Friday, November 9, 2012

General Power of Attorney - The Basics

A power of attorney (POA) or "power," is a legal document. You use it to give someone the authority to act for you. You are the principal. He is your agent. The person acting for you is also known as your "attorney-in-fact."

There are two primary types: the general and the special.

The special one is used to give another person authority to do one single thing.

The general one is not limited to a specific purpose. If you want someone to be able to act on your behalf while you are out of the country then the general one is what you need.

Now let us say you are going to Afghanistan, on active duty. You want to give your wife the right to do just about anything while you are gone.

Here is a how it might look:

I, Andy Rasmussen, do hereby grant my wife, Jesica Rasmussen, a general POA to perform any action on my behalf and to sign my name to any documents needed to accomplish said actions until I return home. Your signature and the date.

A notary seal is not required but if you are leaving the country for military service you might want to dress it up a bit and include a notary section. Then sign it in front of a notary just so your wife does not have any trouble with it while you are gone.

Now let us say you are caring for your invalid mother. She is still mentally competent but she wants you to take care of her affairs and pay her bills. The general one is what is called for. Here is how it might look:

I, Sally Smith, do hereby grant my daughter Louisa Lewis, a general POA to handle any and all of my affairs, including personal, business and other. Sally's signature and the date.

Once again, given the circumstances it would be best to have a notary section on this one and to get it properly notarized.

Let us say Louisa in the above example is worried about her mother becoming mentally incapacitated. In that case Louisa would have to go to court to get permission to manage her mother's affairs.

What is called for is a "durable" POA. It is still "general" but in this case we will also make it "durable" which means it continues even if mother becomes mentally disabled. Here is how it might look:

I, Sally Smith, do hereby grant my daughter Louisa Lewis, a general power to handle any and all of my affairs, to include personal, business and other. This shall continue and survive even if I become disabled whether mentally disabled or physically disabled. Sally's signature and the date.

For sure you would want to have this one notarized and it would be best that you had it drafted by or at least approved by an attorney who works primarily in the area of estate planning.

It is common to see some very comprehensive i.e. long (10-20 pages) durable powers of attorney. The reasoning behind these very thorough documents is that some financial institutions are very reluctant to rely upon broad, sweeping statements that a principal has granted all authority to their agent to do anything whatsoever.

Some banks, for example, who are dealing with an agent want to see very specific language that pertains to the actual transaction that is being carried out for the principal.

Also, in some states there is no penalty for not honoring a POA. For example, if someone chooses not to deal with an agent because they have their doubts about the true extent of the agent's authority.

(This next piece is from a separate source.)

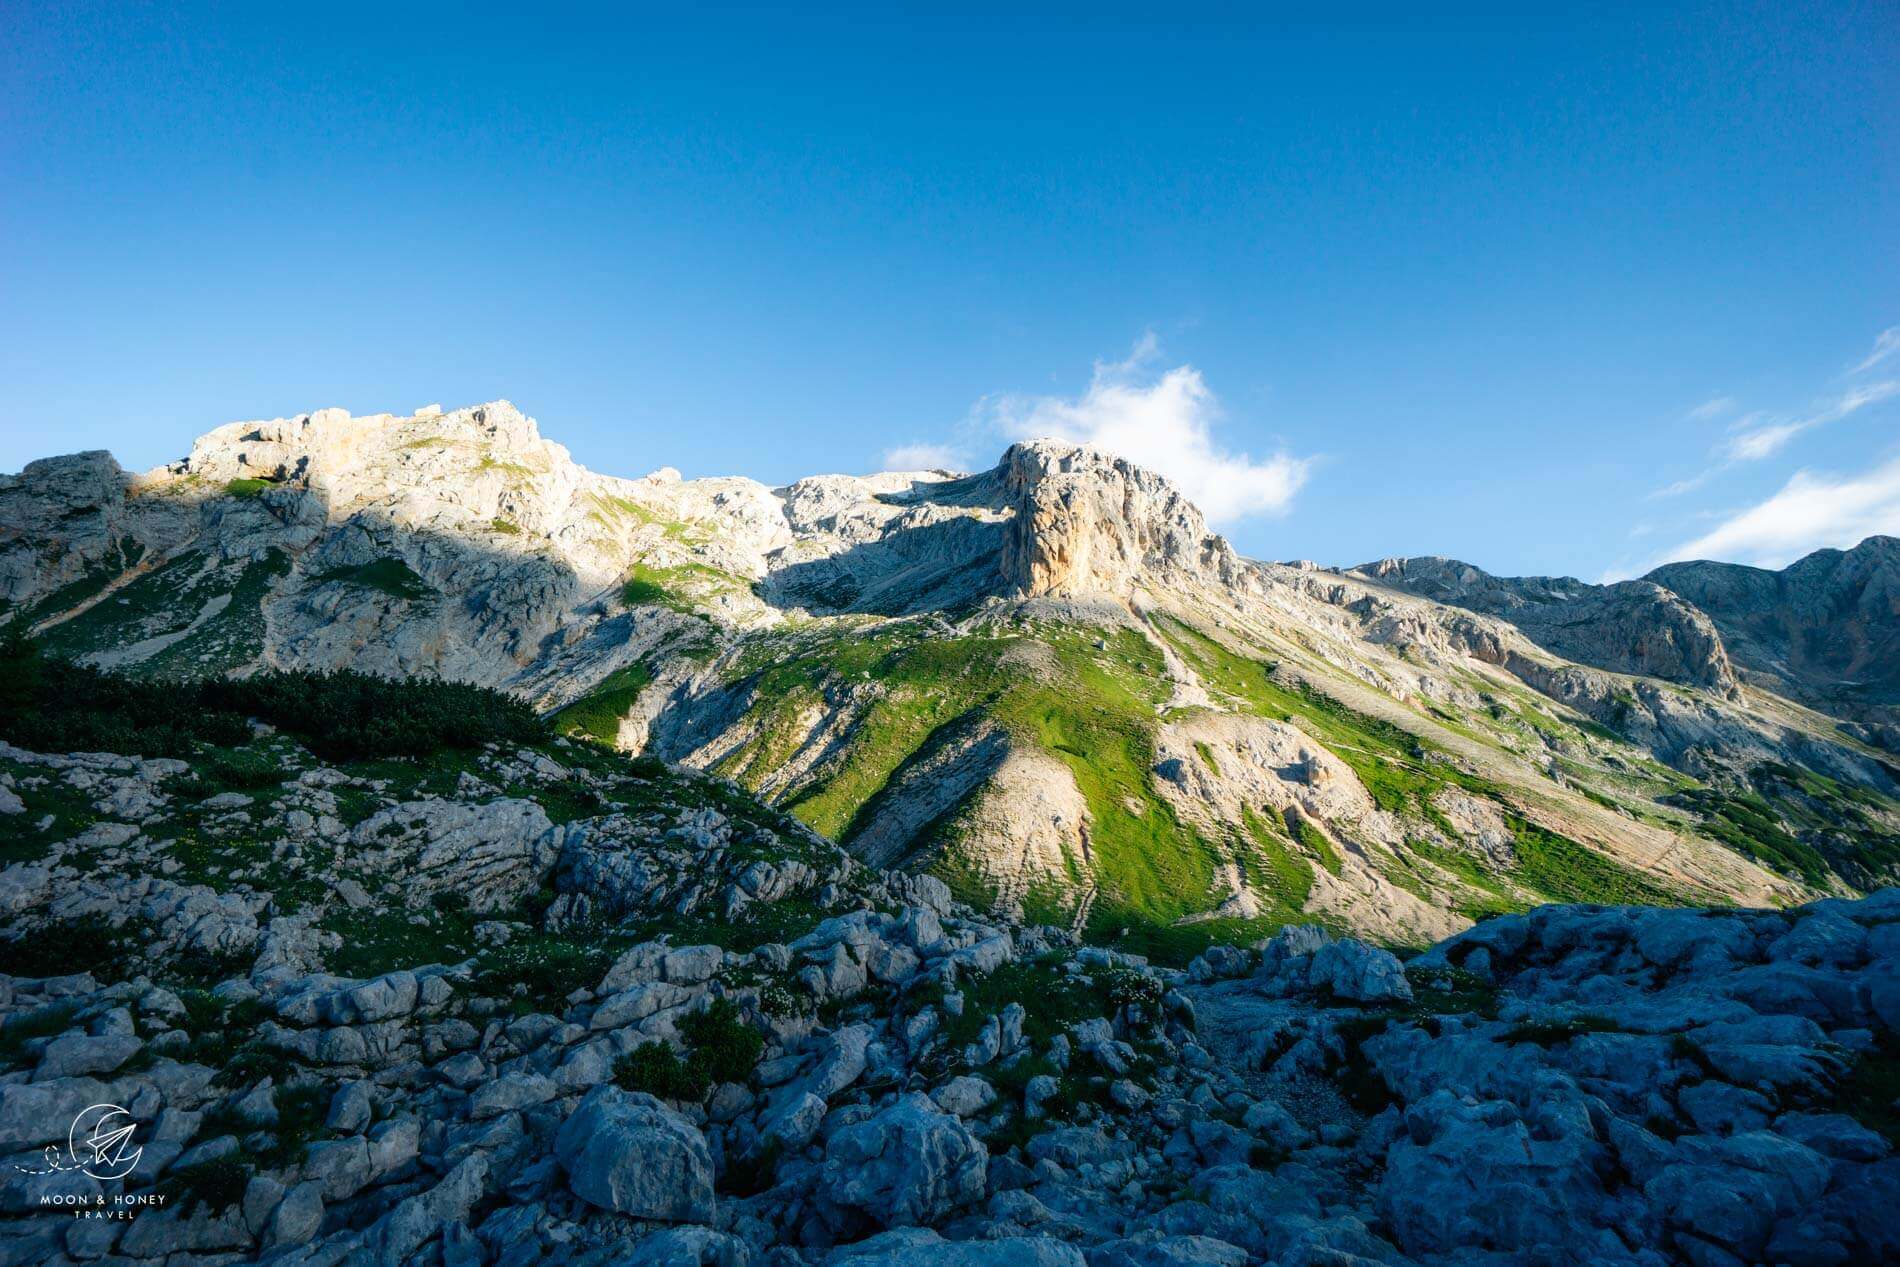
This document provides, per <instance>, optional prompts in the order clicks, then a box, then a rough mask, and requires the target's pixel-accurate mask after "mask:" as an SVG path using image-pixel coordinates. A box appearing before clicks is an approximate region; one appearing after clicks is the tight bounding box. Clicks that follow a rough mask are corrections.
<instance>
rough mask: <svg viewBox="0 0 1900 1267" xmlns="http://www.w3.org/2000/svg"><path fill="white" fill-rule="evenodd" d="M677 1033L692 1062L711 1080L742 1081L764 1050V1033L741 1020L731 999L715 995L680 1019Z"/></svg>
mask: <svg viewBox="0 0 1900 1267" xmlns="http://www.w3.org/2000/svg"><path fill="white" fill-rule="evenodd" d="M680 1035H682V1037H684V1039H686V1045H688V1049H690V1062H692V1066H693V1068H695V1069H697V1071H701V1073H703V1075H705V1077H707V1079H709V1081H712V1083H743V1081H745V1079H747V1077H750V1075H752V1068H754V1066H756V1064H758V1058H760V1054H764V1050H766V1035H764V1033H760V1031H758V1030H754V1028H752V1026H749V1024H747V1022H745V1018H743V1016H741V1014H739V1005H737V1003H733V1001H731V999H716V1001H714V1003H712V1007H709V1009H707V1011H703V1012H695V1014H692V1016H688V1018H686V1020H682V1022H680Z"/></svg>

A general power of attorney can be a very simple document. However, since it can be used so broadly, it is best that it be given more care and attention than a simple special one. When dealing with the aged or infirm you should consider a durable power of attorney. Have an attorney draft it or at least review it.


This article is intended to inform. Please seek legal advice in your state of residence if your situation involves any matter of consequence.